Menurutnya, salah satu bentuk tindakan tersebut yang paling umum namun sering diabaikan adalah pelecehan verbal, seperti komentar bernuansa seksual atau lirikan yang tidak pantas. Meski tindakan tersebut tampak sepele bagi sejumlah orang, namun bagi korban, efeknya dapat sangat mengganggu dan menciptakan rasa takut serta ketidaknyamanan yang berkepanjangan.
“Contoh umum dari pelecehan verbal adalah cat calling, orang sering berkomentar atau membuat suara-suara seperti peluit atau suara ciuman yang ditujukan kepada seseorang di jalan. Meski bagi sebagian orang hal ini tampak sepele atau bahkan dianggap lucu, namun bagi korban, terutama mereka yang memiliki pengalaman trauma, hal ini bisa sangat menyinggung dan menyakitkan. Bahkan pernyataan yang tampaknya pujian, seperti komentar tentang cara berpakaian atau gaya rambut seseorang, bisa dianggap sebagai pelecehan jika disampaikan dengan cara yang tidak pantas atau jika tujuan sebenarnya adalah untuk merendahkan orang tersebut,” ujarnya.
Selain itu, beliau membahas peran penting persetujuan dalam interaksi seksual. Persetujuan harus selalu menjadi dasar dalam setiap hubungan interpersonal, baik hubungan romantis maupun hubungan lainnya. Tidak ada satu pihak pun yang boleh memaksakan kehendaknya kepada orang lain tanpa persetujuan yang jelas. Penting bagi individu untuk mengetahui kapan harus mengatakan ‘ya’ dan kapan harus mengatakan ‘tidak’ dalam situasi apapun yang melibatkan aktivitas fisik atau emosional. Dengan memiliki semacam kompas pribadi yang jelas, individu dapat mengurangi risiko terjebak dalam situasi yang berpotensi merugikan, serta menjaga kesehatan mental dan fisik.

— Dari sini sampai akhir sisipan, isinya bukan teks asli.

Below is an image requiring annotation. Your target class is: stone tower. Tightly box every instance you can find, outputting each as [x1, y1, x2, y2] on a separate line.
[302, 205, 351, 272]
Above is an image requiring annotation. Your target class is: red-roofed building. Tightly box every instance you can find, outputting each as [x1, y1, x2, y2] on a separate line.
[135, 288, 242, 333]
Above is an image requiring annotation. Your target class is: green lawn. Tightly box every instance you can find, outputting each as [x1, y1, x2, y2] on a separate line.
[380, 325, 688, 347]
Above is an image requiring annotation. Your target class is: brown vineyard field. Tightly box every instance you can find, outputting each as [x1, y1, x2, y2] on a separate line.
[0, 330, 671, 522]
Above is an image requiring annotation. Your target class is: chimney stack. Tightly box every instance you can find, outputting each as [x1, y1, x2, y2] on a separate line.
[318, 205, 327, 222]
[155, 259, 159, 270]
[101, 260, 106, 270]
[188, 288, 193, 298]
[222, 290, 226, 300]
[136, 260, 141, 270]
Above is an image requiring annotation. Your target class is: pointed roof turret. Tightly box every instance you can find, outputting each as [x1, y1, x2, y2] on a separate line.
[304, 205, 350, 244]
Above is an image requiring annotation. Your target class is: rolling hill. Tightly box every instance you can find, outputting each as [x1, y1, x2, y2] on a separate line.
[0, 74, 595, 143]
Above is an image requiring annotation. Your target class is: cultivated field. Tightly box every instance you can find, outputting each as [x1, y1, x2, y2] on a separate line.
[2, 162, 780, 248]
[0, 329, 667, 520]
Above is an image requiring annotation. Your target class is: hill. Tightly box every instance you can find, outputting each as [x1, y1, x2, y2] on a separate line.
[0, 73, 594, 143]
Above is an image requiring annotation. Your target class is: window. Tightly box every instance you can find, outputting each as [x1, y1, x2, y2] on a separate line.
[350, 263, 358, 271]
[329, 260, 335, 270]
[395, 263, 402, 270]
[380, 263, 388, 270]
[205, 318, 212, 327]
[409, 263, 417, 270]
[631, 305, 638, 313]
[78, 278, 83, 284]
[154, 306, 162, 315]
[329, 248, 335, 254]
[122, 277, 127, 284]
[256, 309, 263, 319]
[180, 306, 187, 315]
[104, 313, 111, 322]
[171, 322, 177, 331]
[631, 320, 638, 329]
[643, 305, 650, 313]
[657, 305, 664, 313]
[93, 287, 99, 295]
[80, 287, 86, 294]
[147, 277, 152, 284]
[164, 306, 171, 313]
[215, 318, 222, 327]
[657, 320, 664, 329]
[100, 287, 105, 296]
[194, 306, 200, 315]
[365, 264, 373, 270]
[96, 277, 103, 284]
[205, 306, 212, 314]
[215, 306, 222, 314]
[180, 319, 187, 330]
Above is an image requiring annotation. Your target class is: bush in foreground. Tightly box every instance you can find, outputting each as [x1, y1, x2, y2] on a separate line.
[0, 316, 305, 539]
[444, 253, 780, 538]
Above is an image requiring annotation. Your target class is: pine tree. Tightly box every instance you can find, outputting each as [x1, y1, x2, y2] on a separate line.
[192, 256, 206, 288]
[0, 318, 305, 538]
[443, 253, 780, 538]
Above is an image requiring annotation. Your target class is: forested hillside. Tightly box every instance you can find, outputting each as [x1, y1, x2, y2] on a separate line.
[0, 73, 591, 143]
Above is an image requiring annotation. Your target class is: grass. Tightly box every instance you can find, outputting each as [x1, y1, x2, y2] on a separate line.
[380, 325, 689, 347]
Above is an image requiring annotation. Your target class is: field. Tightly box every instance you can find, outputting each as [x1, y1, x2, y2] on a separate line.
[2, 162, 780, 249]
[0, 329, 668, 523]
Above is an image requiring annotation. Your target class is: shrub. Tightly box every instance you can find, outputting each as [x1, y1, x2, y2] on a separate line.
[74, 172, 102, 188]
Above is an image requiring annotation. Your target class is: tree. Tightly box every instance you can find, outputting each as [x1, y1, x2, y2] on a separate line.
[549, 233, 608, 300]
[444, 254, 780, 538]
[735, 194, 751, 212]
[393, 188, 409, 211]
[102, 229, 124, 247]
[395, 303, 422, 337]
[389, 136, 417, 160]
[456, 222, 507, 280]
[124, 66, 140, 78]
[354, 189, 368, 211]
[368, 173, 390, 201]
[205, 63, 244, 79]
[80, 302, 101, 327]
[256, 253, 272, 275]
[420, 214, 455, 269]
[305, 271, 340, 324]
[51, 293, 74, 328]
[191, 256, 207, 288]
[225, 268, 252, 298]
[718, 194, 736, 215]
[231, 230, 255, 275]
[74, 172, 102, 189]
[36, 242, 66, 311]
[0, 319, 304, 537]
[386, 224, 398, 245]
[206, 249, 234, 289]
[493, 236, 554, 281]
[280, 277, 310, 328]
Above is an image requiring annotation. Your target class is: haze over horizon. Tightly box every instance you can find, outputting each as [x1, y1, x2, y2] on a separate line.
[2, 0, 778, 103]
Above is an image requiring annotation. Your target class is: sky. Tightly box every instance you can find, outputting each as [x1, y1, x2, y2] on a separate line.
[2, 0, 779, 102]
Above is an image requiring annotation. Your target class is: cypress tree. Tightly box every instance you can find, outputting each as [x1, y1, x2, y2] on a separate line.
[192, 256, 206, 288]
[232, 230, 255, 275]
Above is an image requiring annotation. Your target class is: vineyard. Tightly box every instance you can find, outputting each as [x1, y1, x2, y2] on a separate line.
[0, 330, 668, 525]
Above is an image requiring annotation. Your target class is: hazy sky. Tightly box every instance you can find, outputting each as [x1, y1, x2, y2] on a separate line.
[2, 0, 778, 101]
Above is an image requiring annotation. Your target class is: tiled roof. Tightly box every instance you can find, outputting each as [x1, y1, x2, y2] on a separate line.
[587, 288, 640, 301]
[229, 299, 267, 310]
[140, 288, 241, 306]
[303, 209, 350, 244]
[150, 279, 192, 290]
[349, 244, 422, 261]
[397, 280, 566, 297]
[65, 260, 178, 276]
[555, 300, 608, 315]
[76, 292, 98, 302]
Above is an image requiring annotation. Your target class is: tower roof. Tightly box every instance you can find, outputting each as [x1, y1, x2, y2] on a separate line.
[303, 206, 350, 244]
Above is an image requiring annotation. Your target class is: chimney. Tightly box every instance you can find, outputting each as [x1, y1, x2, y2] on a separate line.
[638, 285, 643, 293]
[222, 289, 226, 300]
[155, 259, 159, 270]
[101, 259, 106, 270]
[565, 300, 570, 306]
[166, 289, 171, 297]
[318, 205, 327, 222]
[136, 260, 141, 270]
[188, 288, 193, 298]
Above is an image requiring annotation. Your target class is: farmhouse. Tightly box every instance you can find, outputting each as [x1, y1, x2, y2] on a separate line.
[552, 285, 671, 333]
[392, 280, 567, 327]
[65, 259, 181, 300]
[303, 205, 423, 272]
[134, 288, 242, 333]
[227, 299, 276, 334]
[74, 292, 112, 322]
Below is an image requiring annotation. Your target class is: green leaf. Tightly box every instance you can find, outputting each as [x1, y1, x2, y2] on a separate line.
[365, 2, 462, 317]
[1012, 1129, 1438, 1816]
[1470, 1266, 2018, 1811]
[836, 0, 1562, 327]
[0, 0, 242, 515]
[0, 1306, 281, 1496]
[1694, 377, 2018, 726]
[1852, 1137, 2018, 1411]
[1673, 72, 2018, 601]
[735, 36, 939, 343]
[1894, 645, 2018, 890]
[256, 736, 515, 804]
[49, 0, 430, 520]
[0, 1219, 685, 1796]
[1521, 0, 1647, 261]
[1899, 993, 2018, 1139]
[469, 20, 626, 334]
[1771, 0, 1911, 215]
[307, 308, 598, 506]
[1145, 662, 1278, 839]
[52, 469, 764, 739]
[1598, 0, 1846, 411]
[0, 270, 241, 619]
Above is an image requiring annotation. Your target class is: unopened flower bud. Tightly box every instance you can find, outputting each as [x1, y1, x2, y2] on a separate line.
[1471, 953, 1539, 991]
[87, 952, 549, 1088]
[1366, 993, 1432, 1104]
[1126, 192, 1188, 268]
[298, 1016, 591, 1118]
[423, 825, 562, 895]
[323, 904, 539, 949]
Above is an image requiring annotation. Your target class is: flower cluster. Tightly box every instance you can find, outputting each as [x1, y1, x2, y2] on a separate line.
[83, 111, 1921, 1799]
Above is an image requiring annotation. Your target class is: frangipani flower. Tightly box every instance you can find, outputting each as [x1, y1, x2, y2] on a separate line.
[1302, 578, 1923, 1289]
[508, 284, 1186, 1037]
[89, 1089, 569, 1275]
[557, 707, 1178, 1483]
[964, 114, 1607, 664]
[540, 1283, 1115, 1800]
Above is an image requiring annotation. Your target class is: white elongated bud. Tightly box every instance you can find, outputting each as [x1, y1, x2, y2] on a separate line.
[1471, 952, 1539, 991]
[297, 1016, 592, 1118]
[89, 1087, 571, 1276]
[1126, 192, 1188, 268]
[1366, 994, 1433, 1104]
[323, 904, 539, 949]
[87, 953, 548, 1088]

Namun, beliau mengakui bahwa tidak selalu mudah bagi seseorang untuk mengenali batasan diri. Dalam beberapa kasus, korban pelecehan seksual merasa bingung atau ragu apakah tindakan yang dialaminya termasuk pelecehan atau tidak. Contohnya situasi ketika seseorang merasa tidak nyaman dengan komentar atau sentuhan yang diberikan orang lain, namun mereka tidak berani menyuarakan perasaan tersebut karena takut dianggap berlebihan. Dalam kondisi seperti ini, beliau menekankan pentingnya mendengarkan intuisi dan mempercayai perasaan sendiri. Setiap individu didorong untuk lebih berani menetapkan dan mempertahankan batasan pribadi, serta untuk tidak ragu-ragu dalam menyuarakan ketidaknyamanan yang dirasakan.
Dalam acara ini juga dibahas tentang manajemen stres yang sehat oleh Haifa Audrey Azzahra, S.Psi. dari Ubah Stigma. Beliau menjelaskan bahwa stres adalah reaksi alami tubuh terhadap tekanan, dan stres kerap muncul akibat situasi-situasi yang tidak diinginkan, seperti pelecehan seksual atau perundungan.
Terdapat beberapa respons tubuh terhadap stres, yakni fight, flight, dan freeze. Beliau mengajarkan teknik-teknik sederhana untuk mengelola stres, termasuk teknik pernapasan yang dapat membantu menenangkan diri saat berada dalam situasi yang penuh tekanan.
Dalam beberapa kasus, respons fight dapat digunakan, seperti saat belajar untuk berkata ‘tidak’ atau menolak perlakuan yang tidak pantas. Namun, ada juga situasi ketika respons fight tidak proporsional, seperti membalas secara tidak adil. Oleh karena itu, menurutnya, seseorang perlu belajar menahan diri dan mengevaluasi situasi sebelum memberikan respons fight.
Respons kedua terhadap stres adalah flight. Seseorang cenderung menghindari situasi yang menekan, seperti menarik diri dari lingkungan sosial, tidak ingin keluar rumah, atau menghindari interaksi dengan orang lain. Namun, perlu diingat bahwa mengisolasi diri dari lingkungan berkepanjangan bisa menyebabkan perasaan kesepian, yang pada akhirnya dapat memicu masalah mental lainnya seperti depresi.
Respons ketiga adalah freeze. Tubuh merasa lumpuh atau tidak bisa bergerak ketika menghadapi situasi yang sangat menekan. Misalnya, dalam kasus pelecehan seksual, mungkin ada orang yang bertanya mengapa korban tidak teriak atau meminta bantuan. Jawabannya mungkin karena tubuh mereka bereaksi dengan respons freeze, yakni emosi yang dirasakan terlalu overwhelming sehingga mereka tidak mampu bertindak.